The backgrounds of Messrs. Myers, Haynes, Boyle, and Kavanaugh differ, but they all have one thing in common. The Democratic stonewalling that caused their nominations to languish in the Senate for years is motivated by anger at the people and institutions they worked for. It is no coincidence that these four made up the bulk of the five nominees not assured up-or-down votes in last year's "Gang of 14" agreement. The Democratic Senators who signed on to the agreement were simply unwilling to forgive these four for their choice of employers.
It does not have to be this way. Consider Bill Clinton's nominations of Ruth Bader Ginsburg and Stephen Breyer to the Supreme Court. Ginsburg had been general counsel of the American Civil Liberties Union, and Breyer once worked for Sen. Ted Kennedy. Republicans love to hate the ACLU and Sen. Kennedy - and they must have been tempted to pay the Democrats back for the way Robert Bork and Clarence Thomas had been treated - but they resisted playing the guilt by association card.

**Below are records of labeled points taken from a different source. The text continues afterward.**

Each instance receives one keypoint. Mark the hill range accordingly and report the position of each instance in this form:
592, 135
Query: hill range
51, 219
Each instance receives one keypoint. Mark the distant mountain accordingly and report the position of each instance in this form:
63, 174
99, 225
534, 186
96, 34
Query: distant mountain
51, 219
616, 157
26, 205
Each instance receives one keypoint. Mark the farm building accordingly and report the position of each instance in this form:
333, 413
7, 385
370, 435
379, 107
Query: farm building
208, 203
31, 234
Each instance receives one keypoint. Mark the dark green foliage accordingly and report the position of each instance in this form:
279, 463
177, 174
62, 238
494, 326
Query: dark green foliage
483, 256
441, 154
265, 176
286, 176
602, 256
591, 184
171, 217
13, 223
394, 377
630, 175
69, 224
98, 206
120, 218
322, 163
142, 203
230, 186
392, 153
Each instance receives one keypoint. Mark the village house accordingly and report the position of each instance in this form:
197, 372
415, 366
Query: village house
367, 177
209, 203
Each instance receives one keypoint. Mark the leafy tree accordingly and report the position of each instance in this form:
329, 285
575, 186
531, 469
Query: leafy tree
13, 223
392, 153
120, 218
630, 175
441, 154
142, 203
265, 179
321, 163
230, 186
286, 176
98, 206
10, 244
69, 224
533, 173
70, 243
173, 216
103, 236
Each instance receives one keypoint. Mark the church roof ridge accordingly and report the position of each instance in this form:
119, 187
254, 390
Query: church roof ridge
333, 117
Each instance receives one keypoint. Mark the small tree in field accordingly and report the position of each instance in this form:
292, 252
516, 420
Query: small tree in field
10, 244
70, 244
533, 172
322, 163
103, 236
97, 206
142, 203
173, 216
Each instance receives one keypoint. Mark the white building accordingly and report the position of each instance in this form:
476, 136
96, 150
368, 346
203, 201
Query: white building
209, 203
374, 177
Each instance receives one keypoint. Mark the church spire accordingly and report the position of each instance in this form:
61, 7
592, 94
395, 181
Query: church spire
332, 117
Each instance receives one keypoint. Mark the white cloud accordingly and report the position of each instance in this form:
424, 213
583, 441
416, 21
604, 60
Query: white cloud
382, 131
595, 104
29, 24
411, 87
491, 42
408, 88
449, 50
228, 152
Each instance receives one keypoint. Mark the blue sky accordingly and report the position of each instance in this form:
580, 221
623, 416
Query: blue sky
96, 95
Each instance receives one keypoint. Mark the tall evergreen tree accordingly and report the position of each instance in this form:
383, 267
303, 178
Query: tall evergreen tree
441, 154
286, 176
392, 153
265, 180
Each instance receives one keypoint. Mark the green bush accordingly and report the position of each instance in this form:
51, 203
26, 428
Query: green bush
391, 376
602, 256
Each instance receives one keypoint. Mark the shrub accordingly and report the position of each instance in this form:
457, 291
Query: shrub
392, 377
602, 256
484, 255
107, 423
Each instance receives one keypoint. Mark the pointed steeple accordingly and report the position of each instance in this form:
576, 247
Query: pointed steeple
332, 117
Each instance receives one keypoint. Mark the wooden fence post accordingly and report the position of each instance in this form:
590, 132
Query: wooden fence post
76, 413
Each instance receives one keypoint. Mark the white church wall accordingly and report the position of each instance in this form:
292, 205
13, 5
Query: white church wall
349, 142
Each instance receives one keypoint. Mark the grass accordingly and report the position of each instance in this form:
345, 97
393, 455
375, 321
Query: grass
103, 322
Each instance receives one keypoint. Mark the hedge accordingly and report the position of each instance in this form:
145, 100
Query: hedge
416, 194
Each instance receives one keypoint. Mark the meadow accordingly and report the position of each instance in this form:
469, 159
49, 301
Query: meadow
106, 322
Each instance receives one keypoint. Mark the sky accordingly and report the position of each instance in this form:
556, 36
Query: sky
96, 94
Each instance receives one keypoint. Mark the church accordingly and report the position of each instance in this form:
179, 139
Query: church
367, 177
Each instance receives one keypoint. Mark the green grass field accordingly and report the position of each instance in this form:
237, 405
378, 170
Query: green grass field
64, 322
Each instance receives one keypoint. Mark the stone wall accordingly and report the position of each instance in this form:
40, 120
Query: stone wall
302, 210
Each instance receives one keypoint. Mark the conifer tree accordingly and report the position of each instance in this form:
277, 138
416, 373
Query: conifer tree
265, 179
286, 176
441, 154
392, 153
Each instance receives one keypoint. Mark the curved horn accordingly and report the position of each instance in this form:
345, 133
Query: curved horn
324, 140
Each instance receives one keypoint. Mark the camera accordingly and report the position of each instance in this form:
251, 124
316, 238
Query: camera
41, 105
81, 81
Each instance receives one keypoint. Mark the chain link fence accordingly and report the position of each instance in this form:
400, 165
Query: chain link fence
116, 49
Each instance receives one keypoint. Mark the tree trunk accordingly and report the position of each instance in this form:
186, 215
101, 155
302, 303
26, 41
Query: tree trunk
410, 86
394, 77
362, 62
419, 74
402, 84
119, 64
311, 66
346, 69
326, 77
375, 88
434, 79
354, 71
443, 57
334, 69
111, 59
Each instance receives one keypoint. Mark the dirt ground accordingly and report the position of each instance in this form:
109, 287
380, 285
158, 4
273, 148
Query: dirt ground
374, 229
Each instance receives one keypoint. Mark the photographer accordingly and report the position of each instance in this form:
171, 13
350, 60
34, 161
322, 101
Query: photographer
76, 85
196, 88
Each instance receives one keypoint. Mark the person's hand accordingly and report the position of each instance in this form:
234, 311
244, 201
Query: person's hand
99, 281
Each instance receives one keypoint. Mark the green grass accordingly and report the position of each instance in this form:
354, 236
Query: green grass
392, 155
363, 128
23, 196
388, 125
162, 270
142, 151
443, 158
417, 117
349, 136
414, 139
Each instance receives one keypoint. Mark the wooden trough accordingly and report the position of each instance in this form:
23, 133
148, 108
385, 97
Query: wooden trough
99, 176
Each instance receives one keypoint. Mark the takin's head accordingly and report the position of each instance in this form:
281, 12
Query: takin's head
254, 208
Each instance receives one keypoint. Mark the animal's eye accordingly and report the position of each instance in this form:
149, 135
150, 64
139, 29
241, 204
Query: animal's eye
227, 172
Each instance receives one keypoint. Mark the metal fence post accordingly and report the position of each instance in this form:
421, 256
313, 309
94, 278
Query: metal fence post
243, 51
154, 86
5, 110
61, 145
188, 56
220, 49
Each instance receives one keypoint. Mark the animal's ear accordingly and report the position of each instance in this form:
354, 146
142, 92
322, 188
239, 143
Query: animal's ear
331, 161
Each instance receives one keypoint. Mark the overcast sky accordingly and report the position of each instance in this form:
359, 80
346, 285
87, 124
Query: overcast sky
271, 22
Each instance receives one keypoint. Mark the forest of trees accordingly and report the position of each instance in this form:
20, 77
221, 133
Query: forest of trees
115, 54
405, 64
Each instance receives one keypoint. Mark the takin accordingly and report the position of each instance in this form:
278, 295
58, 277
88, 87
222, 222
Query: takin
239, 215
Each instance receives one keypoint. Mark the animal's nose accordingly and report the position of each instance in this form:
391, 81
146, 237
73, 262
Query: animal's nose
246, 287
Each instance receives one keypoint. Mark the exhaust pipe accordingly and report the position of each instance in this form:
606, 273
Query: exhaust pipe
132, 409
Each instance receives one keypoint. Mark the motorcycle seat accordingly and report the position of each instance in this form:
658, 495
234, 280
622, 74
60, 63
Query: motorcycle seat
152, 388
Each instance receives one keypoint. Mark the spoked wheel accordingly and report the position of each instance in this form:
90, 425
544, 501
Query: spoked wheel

By giving in to pressure from liberal interest groups and the temptation to scapegoat, Democrats are setting a dangerous standard and accelerating the trend towards the unfortunate politicization of the judicial confirmation process. Had this standard been applied in the past, several of the judicial icons of the Left would not be where they are today. And the anticipation of its future application will surely cause many exceptionally qualified potential nominees to conclude that they need not apply. The damage cannot easily be reversed. But an up or down vote on Boyle, Haynes, Myers, and Kavanaugh would be an important step towards restoring the integrity and effectiveness of the confirmation process.
Mr. Levey is general counsel of the Committee for Justice, which promotes constitutionalist judicial nominees to the federal courts.